También debe definirse qué ocurre ante pagos tardíos. Indique desde qué fecha se considera atraso, si existe un cargo permitido por mora y cómo se notificará el incumplimiento. Evite establecer penalidades improvisadas o desproporcionadas: lo más seguro es que las condiciones sean razonables y coherentes con la normativa aplicable.
En alquileres en dólares, especifique la moneda exacta de pago y si se aceptará una alternativa en colones. Si el inmueble se ofrece amueblado, detalle cada bien. Si incluye una cuota condominal, aclare si cubre seguridad, mantenimiento de áreas comunes, agua u otros rubros. En propiedades comerciales, añada el destino autorizado del negocio, permisos, rótulos, seguros, cargas tributarias y obras permitidas.
Errores frecuentes al usar un formato descargado
El primer error es dejar espacios en blanco o usar datos incompletos. Un contrato sin identificación precisa del inmueble o sin una fecha de inicio clara abre la puerta a desacuerdos evitables. El segundo es confundir depósito con renta: son montos distintos y deben tratarse de forma separada.
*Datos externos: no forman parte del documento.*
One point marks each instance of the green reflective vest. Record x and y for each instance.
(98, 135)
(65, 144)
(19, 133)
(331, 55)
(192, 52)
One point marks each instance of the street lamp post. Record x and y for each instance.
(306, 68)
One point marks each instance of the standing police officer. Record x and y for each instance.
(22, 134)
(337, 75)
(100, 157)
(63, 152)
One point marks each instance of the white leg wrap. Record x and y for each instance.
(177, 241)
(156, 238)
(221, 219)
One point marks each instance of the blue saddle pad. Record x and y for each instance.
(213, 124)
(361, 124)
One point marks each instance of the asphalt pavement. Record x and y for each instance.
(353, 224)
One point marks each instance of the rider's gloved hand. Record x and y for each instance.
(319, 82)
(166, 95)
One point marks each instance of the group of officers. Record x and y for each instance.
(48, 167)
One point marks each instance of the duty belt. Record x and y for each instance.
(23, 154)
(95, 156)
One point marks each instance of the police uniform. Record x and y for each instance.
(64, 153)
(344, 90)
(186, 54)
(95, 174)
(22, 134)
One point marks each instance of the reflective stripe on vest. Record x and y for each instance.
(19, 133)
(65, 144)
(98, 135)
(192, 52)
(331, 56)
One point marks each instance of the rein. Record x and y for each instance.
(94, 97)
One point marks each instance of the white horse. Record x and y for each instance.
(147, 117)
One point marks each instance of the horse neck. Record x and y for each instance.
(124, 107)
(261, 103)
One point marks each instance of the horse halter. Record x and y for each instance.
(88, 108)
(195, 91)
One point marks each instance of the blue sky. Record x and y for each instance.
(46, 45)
También es común omitir el acta de entrega. Sin evidencia del estado inicial, demostrar daños posteriores se vuelve más difícil para ambas partes. Otro error es confiar en mensajes de texto para modificar el precio, extender el plazo o autorizar un subarrendamiento. Cuando un cambio tiene impacto económico o legal, debe formalizarse por escrito y ser firmado o aceptado de forma verificable.
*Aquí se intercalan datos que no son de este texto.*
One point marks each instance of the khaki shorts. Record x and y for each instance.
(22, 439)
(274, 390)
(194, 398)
Finalmente, no todos los contratos se resuelven con el mismo formato. Un propietario que arrienda una casa de lujo puede requerir reglas sobre jardinería, piscina, seguridad y personal de servicio. Una persona que se traslada desde otro país puede necesitar una cláusula sobre mobiliario, pagos internacionales y entrega anticipada. La personalización no complica el proceso: lo hace más seguro.
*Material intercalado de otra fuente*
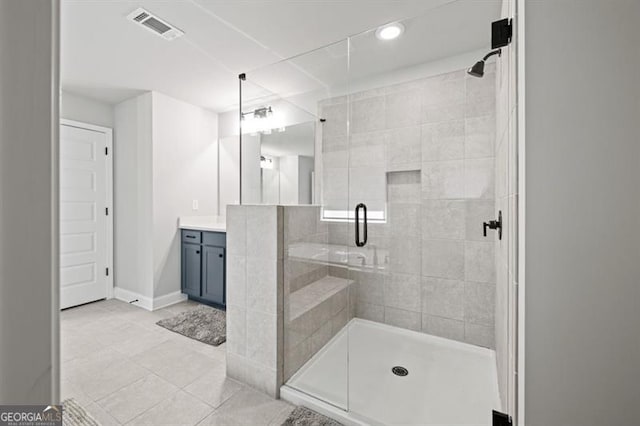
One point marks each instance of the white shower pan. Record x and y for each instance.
(351, 379)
Antes de firmar, revise estos puntos
Antes de entregar llaves o depósito, confirme que el nombre del propietario coincide con quien tiene facultad para alquilar, que el monto de renta y los gastos adicionales están definidos, y que cada página refleja el acuerdo real. Lea con especial cuidado las cláusulas de aumento de renta, renovación, mora, reparación y salida anticipada.
La firma debe acompañarse de una conversación clara. El inquilino necesita saber a quién reportar una fuga o falla eléctrica; el propietario necesita conocer cómo se pagará y en qué condiciones recibirá de vuelta la propiedad. En Zona Plus Real Estate, el acompañamiento en alquiler busca precisamente que esas respuestas estén resueltas antes de que el contrato entre en vigencia.
Un buen contrato no reemplaza la comunicación ni el cumplimiento, pero sí les da una base concreta cuando más se necesita. Antes de firmar, ajuste este ejemplo a la realidad del inmueble y busque revisión profesional si existen condiciones especiales o dudas sobre la normativa aplicable.